The system workflow is as follows:
First, it predicts the current driving goal. Then, it simulates the outcome of removing a specific object. If this removal changes the decision (e.g., from "stop" to "proceed"), that object is deemed a key risk factor impacting the decision.

To enhance computational efficiency, the team employed Bird’s-Eye View (BEV) representations as the basis for potential field modeling. This approach supports parallel computation, significantly improving real-time performance. The results were presented at the 2025 International Conference on Robotics and Automation (ICRA) and accompanied by the release of related datasets and tools for international use.

  1. Uncertainty Modeling in BEV Semantic Segmentation via Gaussian Splatting

Transforming perspective-view images into BEV representations remains a challenge. Existing methods such as Lift-Splat-Shoot (LSS) rely on depth prediction for transformation, but face bottlenecks in both accuracy and computational efficiency, limiting their practical deployment.

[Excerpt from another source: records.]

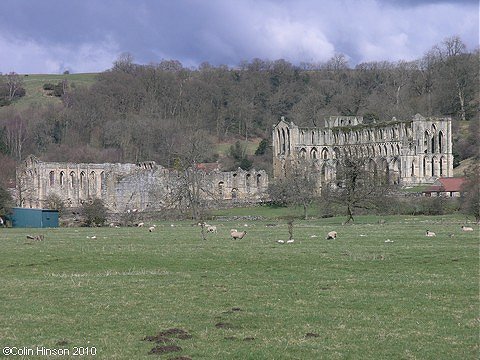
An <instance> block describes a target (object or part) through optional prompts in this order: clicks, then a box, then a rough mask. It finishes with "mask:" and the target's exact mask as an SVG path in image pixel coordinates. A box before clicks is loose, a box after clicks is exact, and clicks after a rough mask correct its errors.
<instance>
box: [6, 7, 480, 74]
mask: <svg viewBox="0 0 480 360" xmlns="http://www.w3.org/2000/svg"><path fill="white" fill-rule="evenodd" d="M451 35H459V36H460V37H461V38H462V40H463V41H465V42H466V43H467V45H468V46H469V48H473V47H476V46H478V3H477V2H476V1H460V2H458V1H428V0H425V1H394V0H383V1H375V0H361V1H350V0H343V1H338V2H330V1H317V0H296V1H294V0H276V1H275V0H243V1H241V0H203V1H200V0H176V1H169V0H164V1H148V0H143V1H138V0H136V1H133V0H132V1H127V0H106V1H105V0H103V1H97V0H81V1H80V0H70V1H68V2H66V1H61V0H43V1H37V0H15V1H14V0H6V1H5V0H4V1H2V11H1V12H0V71H2V72H9V71H16V72H19V73H23V72H30V73H33V72H51V73H55V72H61V71H63V70H65V69H70V70H72V71H75V72H86V71H102V70H105V69H108V68H110V67H111V65H112V62H113V61H114V60H115V59H116V58H117V57H118V55H119V54H121V53H122V52H129V53H131V54H132V55H133V56H134V58H135V61H136V62H138V63H149V62H159V61H160V60H162V59H176V60H180V61H181V62H182V63H183V64H184V65H186V66H197V65H199V64H200V63H202V62H204V61H208V62H210V63H211V64H213V65H219V64H227V65H232V66H233V65H238V64H239V63H240V62H241V61H242V60H251V59H253V58H262V59H279V58H284V59H286V60H288V61H291V62H294V63H298V62H302V61H303V62H321V61H325V60H327V59H328V58H329V57H331V56H332V55H333V54H334V53H336V52H341V53H344V54H346V55H347V57H348V58H349V59H350V61H351V63H352V64H355V63H358V62H362V61H373V60H390V61H395V60H400V59H403V60H412V59H415V58H418V57H420V56H421V55H422V54H423V53H424V52H425V51H427V50H428V49H429V48H431V47H432V46H433V45H435V44H437V43H439V42H441V41H442V40H443V39H444V38H445V37H448V36H451Z"/></svg>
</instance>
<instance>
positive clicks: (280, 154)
mask: <svg viewBox="0 0 480 360" xmlns="http://www.w3.org/2000/svg"><path fill="white" fill-rule="evenodd" d="M342 157H350V158H361V159H363V160H364V161H365V163H366V167H367V168H368V169H370V170H372V171H375V172H380V171H382V172H384V173H385V174H386V176H387V178H388V179H389V181H390V182H391V183H394V184H400V185H412V184H424V183H433V182H434V181H435V180H437V179H438V178H440V177H451V176H453V155H452V126H451V119H450V118H425V117H423V116H421V115H419V114H417V115H415V116H414V117H413V119H411V120H396V119H395V118H394V119H392V121H389V122H381V123H370V124H365V123H364V121H363V118H362V117H359V116H334V117H329V118H327V119H325V126H324V127H323V128H305V127H298V126H297V125H295V124H294V123H293V122H287V121H285V120H284V119H283V118H282V120H281V121H280V122H279V123H278V124H277V125H276V126H275V127H274V129H273V175H274V177H275V178H282V177H286V176H287V177H288V176H289V174H290V173H291V172H292V168H293V167H294V166H297V165H298V164H300V163H302V164H305V163H306V164H309V165H310V166H309V167H308V168H309V172H310V173H315V174H316V175H317V181H318V182H319V186H320V187H321V186H322V185H324V184H326V183H329V182H332V181H335V180H336V174H337V170H338V167H339V166H340V160H341V159H342Z"/></svg>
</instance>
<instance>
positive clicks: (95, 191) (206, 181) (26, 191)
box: [17, 156, 268, 212]
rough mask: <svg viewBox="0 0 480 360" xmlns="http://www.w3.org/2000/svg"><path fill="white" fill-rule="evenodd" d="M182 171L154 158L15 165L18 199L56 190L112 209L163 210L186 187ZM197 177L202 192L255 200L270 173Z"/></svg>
mask: <svg viewBox="0 0 480 360" xmlns="http://www.w3.org/2000/svg"><path fill="white" fill-rule="evenodd" d="M184 175H185V174H184V173H181V172H178V171H175V170H170V169H167V168H164V167H162V166H160V165H157V164H156V163H155V162H153V161H147V162H142V163H139V164H110V163H106V164H76V163H62V162H43V161H40V160H38V159H36V158H35V157H34V156H29V157H28V158H27V159H26V160H25V161H24V162H23V164H22V165H21V166H19V167H18V168H17V203H18V205H20V206H24V207H31V208H41V207H46V206H47V204H48V200H49V197H50V196H51V195H56V196H58V197H59V198H60V199H61V200H62V201H63V202H64V204H65V206H67V207H79V206H81V205H82V204H83V203H84V202H85V201H91V200H93V199H95V198H98V199H102V200H103V202H104V204H105V205H106V206H107V207H108V208H109V210H110V211H112V212H123V211H126V210H128V209H138V210H139V211H144V210H149V209H151V210H158V209H162V208H163V209H164V208H168V207H173V206H176V205H178V201H182V200H181V199H180V197H181V196H180V195H181V192H182V191H184V190H185V188H183V189H182V188H181V187H182V186H183V187H185V186H190V185H189V184H188V183H187V184H186V183H185V176H184ZM196 179H197V180H196V183H195V184H196V185H195V186H197V188H198V189H200V197H201V198H202V199H204V200H206V201H210V202H212V203H214V202H216V203H218V204H225V203H226V204H228V203H235V202H237V203H245V202H247V203H248V202H259V201H260V200H262V199H263V198H264V196H265V194H266V190H267V187H268V176H267V174H266V172H265V171H263V170H261V171H256V170H251V171H245V170H242V169H238V171H232V172H222V171H219V170H218V168H216V169H208V168H202V166H199V167H198V169H196ZM173 198H176V199H173ZM175 200H178V201H177V202H175Z"/></svg>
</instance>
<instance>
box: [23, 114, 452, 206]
mask: <svg viewBox="0 0 480 360" xmlns="http://www.w3.org/2000/svg"><path fill="white" fill-rule="evenodd" d="M345 156H348V157H357V158H362V159H364V160H366V164H367V165H366V166H367V167H368V168H369V170H372V171H376V172H380V171H381V172H384V173H385V174H386V175H387V178H388V179H389V181H390V182H391V183H393V184H399V185H414V184H424V183H433V182H434V181H435V180H437V179H438V178H440V177H451V176H453V155H452V130H451V119H450V118H424V117H422V116H421V115H418V114H417V115H415V116H414V117H413V119H411V120H396V119H393V120H392V121H390V122H382V123H370V124H365V123H364V122H363V118H362V117H358V116H353V117H352V116H336V117H330V118H327V119H325V126H324V127H323V128H303V127H298V126H296V125H295V124H294V123H293V122H290V123H289V122H287V121H285V120H284V119H283V118H282V120H281V121H280V122H279V123H278V124H277V125H276V126H275V127H274V128H273V175H274V178H282V177H288V176H290V173H291V169H292V168H293V166H295V164H299V163H303V164H308V165H310V166H308V167H307V168H308V169H309V170H308V171H309V172H310V173H311V174H312V175H314V176H315V177H316V179H317V183H318V187H319V188H321V187H322V186H324V185H325V184H327V183H329V182H334V181H335V180H336V174H337V170H338V166H339V161H340V160H341V159H342V157H345ZM196 174H197V176H198V177H199V180H198V182H197V184H200V185H199V189H200V192H201V194H200V196H201V198H202V199H204V200H206V201H210V202H217V203H218V204H232V203H257V202H260V201H264V200H266V199H268V195H267V189H268V181H269V180H268V175H267V173H266V172H265V171H264V170H260V171H256V170H251V171H245V170H242V169H238V171H231V172H222V171H220V170H219V169H218V168H215V169H212V170H208V169H202V168H199V169H197V171H196ZM182 184H183V185H182ZM181 186H189V185H185V184H184V176H183V175H182V173H181V172H179V171H177V170H172V169H167V168H164V167H162V166H160V165H157V164H156V163H155V162H152V161H149V162H142V163H139V164H112V163H105V164H76V163H61V162H42V161H40V160H38V159H36V158H35V157H33V156H29V157H28V158H27V159H26V160H25V161H24V162H23V163H22V164H21V165H20V166H19V167H18V169H17V204H18V205H19V206H24V207H32V208H42V207H45V206H46V205H47V203H48V198H49V196H51V195H56V196H58V197H59V198H60V199H61V200H62V201H63V202H64V204H65V206H67V207H79V206H81V205H82V204H83V203H84V202H86V201H91V200H93V199H95V198H99V199H102V200H103V202H104V204H105V205H106V206H107V207H108V209H109V210H110V211H112V212H117V213H118V212H124V211H126V210H128V209H138V210H139V211H145V210H157V209H162V208H168V207H169V206H172V204H173V202H172V197H176V196H177V194H178V189H179V187H181Z"/></svg>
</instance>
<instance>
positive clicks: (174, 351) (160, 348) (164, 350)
mask: <svg viewBox="0 0 480 360" xmlns="http://www.w3.org/2000/svg"><path fill="white" fill-rule="evenodd" d="M176 351H182V348H181V347H180V346H177V345H167V346H156V347H154V348H153V349H152V350H150V351H149V352H148V354H150V355H151V354H165V353H169V352H176Z"/></svg>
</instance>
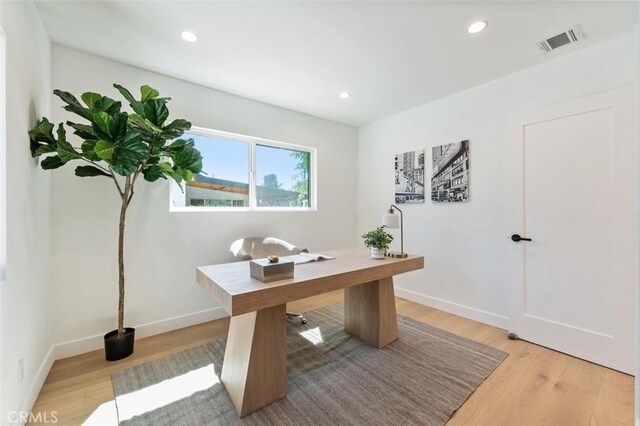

To overcome these limitations, Professor Chen’s team introduced a new BEV perception framework: GaussianLSS (Gaussian Splatting for BEV Perception). Instead of estimating a single depth point per pixel, the method assigns a Gaussian distribution to each pixel, incorporating uncertainty modeling. This approach enhances both the accuracy and robustness of spatial modeling.

The study was published at the 2025 IEEE/CVF Conference on Computer Vision and Pattern Recognition (CVPR), and the associated data and tools have been publicly released, advancing both research and practical applications in intelligent driving perception.

Conclusion: Toward Safer and More Interpretable Intelligent Driving Systems

From risk identification and benchmark construction to risk perception modeling, Professor Yi-Ting Chen and the Human-Centered Intelligent Systems Lab have been deeply engaged in addressing the critical safety challenges of intelligent driving systems. Their focus on scenario-based and interpretable design significantly improves the practicality, stability, and trustworthiness of algorithms in real-world driving environments.

Looking ahead, Professor Chen’s team is committed to promoting open data, standardized testing platforms, and cross-institutional, international collaborations. Their goal is to help build a safe, transparent, and trustworthy intelligent transportation ecosystem. Their research not only injects key momentum into Taiwan's intelligent driving development but also contributes significantly to the global advancement of sustainable smart mobility.